Earth Market Stallholder Scholarship
Liam Dennis grew up farming with his family in East Maitland. He now co-manages the family farm and can usually be found at his produce stall at Maitland’s Earth Market on the first and third Thursday of the month. In the last two years Liam’s farming practises have changed dramatically. He cultivates a broader range of crops to ensure greater biodiversity and has moved to natural farming methods.
Liam is currently undertaking a Parks and Gardens apprenticeship (in the absence of being able to find a local horticulture course that suited him). As Liam’s interest in biodiversity and local produce grows he is considering setting up a seed bank where local growers can exchange seeds and transfer knowledge about what they grow. Liam says the scholarship will help him understand “how Europe grows its fresh produce and how the mixed farming works”. He’d like to bring that knowledge back to Australia “and put it to use by trying different ways to farm here in Australia rather then the way we do things now”.

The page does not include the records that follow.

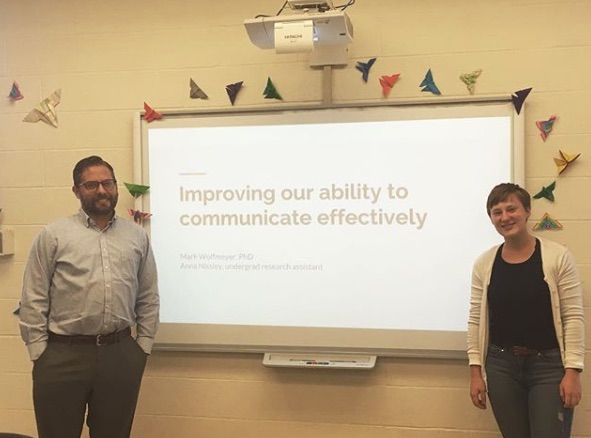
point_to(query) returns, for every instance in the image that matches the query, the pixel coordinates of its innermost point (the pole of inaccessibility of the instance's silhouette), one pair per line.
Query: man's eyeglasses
(108, 184)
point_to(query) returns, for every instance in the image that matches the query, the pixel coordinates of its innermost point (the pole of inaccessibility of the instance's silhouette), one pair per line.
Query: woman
(525, 330)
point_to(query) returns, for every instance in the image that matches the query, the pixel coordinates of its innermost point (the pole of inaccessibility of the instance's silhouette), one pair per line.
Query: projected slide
(371, 224)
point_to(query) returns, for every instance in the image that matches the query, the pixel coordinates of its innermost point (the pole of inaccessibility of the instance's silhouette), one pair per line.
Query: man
(89, 279)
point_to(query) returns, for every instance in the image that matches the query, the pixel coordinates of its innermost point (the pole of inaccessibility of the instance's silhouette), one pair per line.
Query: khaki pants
(69, 378)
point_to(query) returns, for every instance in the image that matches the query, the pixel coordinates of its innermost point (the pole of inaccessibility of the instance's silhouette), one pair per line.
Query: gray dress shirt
(81, 280)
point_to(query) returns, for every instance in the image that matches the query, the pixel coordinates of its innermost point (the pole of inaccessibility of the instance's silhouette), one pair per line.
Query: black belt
(517, 350)
(98, 340)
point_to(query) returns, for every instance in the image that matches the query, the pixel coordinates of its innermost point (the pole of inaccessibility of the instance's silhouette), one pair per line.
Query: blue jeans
(525, 396)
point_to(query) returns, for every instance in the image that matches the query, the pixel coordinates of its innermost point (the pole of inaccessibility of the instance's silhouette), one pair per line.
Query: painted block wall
(109, 57)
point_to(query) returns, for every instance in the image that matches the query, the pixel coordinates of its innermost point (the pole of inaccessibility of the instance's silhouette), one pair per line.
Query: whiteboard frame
(265, 339)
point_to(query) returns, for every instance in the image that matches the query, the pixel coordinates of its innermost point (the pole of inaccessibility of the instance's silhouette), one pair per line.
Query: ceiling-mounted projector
(330, 28)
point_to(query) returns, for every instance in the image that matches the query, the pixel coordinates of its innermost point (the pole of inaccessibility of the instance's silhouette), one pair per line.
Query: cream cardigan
(566, 295)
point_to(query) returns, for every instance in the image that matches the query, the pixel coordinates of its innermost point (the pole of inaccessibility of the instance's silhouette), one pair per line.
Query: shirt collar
(89, 222)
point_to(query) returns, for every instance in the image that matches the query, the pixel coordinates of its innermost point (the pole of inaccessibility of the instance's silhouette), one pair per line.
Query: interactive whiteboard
(342, 229)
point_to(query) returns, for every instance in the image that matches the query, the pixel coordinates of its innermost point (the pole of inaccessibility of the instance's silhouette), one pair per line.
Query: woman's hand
(570, 388)
(477, 387)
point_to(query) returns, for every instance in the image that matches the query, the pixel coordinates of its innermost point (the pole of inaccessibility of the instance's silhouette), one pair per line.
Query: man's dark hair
(85, 163)
(502, 191)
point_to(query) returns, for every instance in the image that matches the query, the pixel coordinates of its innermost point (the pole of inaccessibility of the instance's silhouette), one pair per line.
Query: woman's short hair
(501, 192)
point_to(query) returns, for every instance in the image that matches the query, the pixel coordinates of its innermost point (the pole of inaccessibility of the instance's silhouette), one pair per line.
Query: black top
(520, 309)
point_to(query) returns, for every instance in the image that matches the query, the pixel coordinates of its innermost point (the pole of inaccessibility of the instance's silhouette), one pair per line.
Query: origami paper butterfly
(428, 84)
(519, 97)
(545, 127)
(136, 190)
(196, 92)
(564, 161)
(15, 92)
(139, 216)
(270, 91)
(470, 79)
(150, 114)
(547, 223)
(45, 111)
(546, 192)
(233, 90)
(364, 68)
(387, 83)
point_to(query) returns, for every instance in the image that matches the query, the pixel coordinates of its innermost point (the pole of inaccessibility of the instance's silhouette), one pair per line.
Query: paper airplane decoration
(45, 111)
(136, 190)
(139, 216)
(151, 114)
(519, 98)
(470, 79)
(387, 83)
(196, 91)
(547, 223)
(233, 90)
(545, 127)
(428, 84)
(270, 91)
(546, 192)
(364, 68)
(564, 161)
(15, 92)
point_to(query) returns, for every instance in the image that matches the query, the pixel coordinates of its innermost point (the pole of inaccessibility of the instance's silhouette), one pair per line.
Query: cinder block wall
(109, 57)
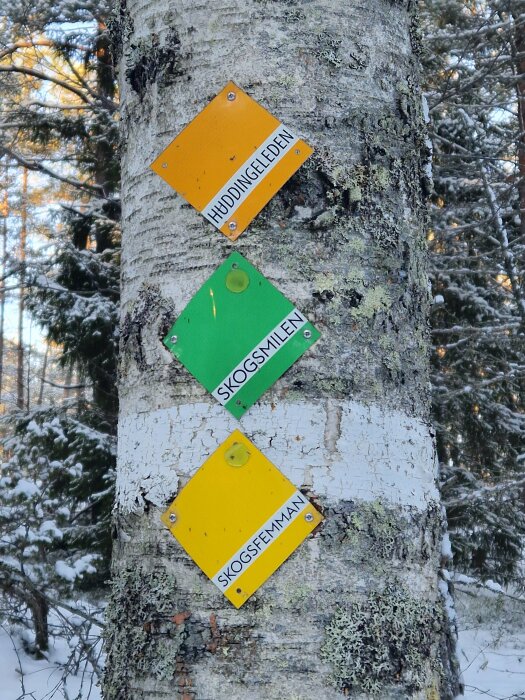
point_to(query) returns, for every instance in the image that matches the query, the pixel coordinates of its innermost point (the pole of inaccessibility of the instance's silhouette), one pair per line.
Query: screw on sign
(231, 160)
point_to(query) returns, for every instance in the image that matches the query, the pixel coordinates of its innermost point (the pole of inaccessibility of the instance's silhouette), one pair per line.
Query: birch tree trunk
(358, 610)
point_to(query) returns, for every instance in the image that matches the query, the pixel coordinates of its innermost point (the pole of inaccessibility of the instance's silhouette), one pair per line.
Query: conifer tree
(474, 79)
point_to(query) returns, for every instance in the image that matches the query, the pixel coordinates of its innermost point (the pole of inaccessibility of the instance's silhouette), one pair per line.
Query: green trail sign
(239, 334)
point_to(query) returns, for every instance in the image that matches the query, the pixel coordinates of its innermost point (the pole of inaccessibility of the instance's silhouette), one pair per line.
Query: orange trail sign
(231, 160)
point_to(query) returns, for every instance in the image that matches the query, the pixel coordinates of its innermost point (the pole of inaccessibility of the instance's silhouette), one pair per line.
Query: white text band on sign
(252, 171)
(260, 541)
(259, 356)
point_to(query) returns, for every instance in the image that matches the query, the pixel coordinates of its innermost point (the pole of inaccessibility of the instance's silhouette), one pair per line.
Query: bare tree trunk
(20, 402)
(43, 377)
(358, 609)
(3, 257)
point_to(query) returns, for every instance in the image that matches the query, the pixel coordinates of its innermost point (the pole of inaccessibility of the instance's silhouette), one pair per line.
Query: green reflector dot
(237, 280)
(237, 455)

Liam also says he will be able to learn about different fruit and vegetables around the world and learn different ways to farm so he can bring fresh produce to the community. “I would learn about new crops that I might not have ever seen or heard of before. I’d meet new people and learn how they farm and where they farm in the world.”
Press Delegate Placement
This placement has been awarded to Belinda-Jane Davis, Journalist, Fairfax Media, in recognition of her inspiring work for farmers and local producers – including here work with “Feeding the Future”, “The Food Revolution” and the “Big Dry”. It would be difficult to find a greater advocate for local farmers.
To learn more about Terra Madre/Salone del Gusto, click here: https://salonedelgusto.com/en/food-for-change-the-terra-madre-salone-del-gusto-revolution/.
Terra Madre 2016 Winner
In 2016 Tom Christie won the Slow Food Hunter Valley Inaugural Young Farmer Terra Madre Scholarship. The scholarship involved a trip to Slow Food’s biennial event Terra Madre Salone del Gusto in Turin, Italy (September 2016). At Terra Madre Tom represented Slow Food Hunter Valley in what can only be described as a full immersion experience relating to “all things food and farming”.

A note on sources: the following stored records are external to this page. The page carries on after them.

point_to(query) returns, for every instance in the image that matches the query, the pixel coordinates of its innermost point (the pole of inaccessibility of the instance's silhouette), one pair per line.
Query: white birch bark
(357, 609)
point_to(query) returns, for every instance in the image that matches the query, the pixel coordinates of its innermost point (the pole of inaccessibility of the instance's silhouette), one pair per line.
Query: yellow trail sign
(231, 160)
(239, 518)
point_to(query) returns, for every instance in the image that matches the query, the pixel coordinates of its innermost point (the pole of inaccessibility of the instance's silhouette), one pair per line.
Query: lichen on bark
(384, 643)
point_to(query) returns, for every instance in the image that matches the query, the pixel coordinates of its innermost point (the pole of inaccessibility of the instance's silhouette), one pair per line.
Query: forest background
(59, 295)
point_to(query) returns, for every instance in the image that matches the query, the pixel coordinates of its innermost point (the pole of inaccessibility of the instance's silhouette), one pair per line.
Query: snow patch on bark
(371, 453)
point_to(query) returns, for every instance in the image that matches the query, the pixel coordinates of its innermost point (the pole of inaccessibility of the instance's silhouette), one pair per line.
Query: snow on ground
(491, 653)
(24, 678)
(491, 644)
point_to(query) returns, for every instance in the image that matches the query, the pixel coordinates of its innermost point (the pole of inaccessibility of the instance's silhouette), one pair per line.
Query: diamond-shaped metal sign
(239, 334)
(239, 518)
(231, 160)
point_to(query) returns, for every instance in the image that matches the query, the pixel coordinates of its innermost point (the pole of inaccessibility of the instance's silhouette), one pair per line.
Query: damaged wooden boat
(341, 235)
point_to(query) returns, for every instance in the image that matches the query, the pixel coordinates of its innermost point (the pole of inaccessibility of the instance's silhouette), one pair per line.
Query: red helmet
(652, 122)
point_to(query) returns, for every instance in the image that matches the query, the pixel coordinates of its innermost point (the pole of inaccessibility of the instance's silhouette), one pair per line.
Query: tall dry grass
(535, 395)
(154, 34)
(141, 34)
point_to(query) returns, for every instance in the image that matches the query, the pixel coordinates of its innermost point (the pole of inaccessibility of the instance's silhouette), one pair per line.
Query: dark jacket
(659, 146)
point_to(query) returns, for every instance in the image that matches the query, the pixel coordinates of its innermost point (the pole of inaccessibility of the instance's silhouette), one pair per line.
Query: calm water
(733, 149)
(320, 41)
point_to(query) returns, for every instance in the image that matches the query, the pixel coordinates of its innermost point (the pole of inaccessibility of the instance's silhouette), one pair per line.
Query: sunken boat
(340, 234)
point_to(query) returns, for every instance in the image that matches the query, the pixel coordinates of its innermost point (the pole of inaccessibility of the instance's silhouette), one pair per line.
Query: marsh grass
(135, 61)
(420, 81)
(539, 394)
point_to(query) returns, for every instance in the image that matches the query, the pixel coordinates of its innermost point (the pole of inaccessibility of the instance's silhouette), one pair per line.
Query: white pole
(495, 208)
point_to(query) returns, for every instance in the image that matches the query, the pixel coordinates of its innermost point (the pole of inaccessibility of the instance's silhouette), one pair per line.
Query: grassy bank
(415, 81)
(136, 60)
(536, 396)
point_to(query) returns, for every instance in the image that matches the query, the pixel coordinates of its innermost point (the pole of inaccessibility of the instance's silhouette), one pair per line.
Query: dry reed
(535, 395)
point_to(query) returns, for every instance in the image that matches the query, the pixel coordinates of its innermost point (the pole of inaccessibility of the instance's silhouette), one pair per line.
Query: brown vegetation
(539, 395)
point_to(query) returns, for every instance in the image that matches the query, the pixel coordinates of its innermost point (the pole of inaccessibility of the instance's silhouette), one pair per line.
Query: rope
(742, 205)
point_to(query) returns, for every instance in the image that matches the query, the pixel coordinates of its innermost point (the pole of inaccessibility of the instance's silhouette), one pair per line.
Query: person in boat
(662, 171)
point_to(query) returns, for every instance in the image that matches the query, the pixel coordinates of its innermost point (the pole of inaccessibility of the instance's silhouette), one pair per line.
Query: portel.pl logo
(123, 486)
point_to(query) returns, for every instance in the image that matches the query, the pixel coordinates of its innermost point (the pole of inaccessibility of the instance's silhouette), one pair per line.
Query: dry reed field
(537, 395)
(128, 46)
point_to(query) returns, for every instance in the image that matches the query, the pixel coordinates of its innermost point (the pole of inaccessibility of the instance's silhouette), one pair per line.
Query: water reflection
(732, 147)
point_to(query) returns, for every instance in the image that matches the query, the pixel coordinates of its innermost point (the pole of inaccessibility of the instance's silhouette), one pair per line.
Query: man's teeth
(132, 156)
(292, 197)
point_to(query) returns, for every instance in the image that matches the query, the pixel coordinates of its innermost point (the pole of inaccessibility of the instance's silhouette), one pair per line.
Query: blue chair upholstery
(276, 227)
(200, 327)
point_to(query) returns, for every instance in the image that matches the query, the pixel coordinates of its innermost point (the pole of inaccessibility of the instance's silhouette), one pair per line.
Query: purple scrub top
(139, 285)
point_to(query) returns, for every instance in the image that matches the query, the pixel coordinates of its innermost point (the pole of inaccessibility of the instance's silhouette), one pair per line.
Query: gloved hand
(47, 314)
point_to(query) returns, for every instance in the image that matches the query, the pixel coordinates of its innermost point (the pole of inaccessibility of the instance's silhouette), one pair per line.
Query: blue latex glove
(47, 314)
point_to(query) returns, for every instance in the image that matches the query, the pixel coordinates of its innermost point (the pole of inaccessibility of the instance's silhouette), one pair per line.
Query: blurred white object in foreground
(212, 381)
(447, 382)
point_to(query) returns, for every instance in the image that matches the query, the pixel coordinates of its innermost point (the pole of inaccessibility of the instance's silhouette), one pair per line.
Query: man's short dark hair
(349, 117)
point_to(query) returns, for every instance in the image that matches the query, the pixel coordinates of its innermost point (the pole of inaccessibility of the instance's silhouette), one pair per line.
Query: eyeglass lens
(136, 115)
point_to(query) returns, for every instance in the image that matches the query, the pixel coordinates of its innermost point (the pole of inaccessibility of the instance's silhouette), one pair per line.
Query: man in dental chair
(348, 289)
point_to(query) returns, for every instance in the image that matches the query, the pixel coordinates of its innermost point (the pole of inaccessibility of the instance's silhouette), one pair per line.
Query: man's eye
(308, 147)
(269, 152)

As a small-scale garlic farmer from Marshdale (near Dungog, NSW) Tom was keen meet other farmers who espoused the ‘slow food’ philosophy. After several years of co-operative farming, Tom (and his wife) produced their first crop on their own land in 2016.
Tom and his wife Dominique Northam – who are passionate about food production – use organic farming methods. They sell directly through farmer’s markets in both Newcastle and Dungog. Tom said he savours “the interaction with other producers in Dungog” when the farmer’s markets are on and “is always adding to his knowledge bank” with every interaction. Tom also thinks the connection between grower and buyer is an important one and sits well with the concepts he studied in his Philosophy degree.
Tom has been part of a food co-op, studied permaculture, and completed courses with Curtis Stone and Jean-Martin Foractier in Sydney. “I love the ethos of the Slow Food movement – good, clean and fair food production that doesn’t harm the environment,” he said. “And thanks to the Hunter Valley Slow Food scholarship I will be able to meet people at the Terra Madre conference from around the world who believe in that same farming philosophy. Exchanging ideas will be great.”
Tom has gone from a keen gardener living in Newcastle to planting our some 10,000 garlic plants at Four Acre Farm and the joy of growing slow food keeps him very motivated.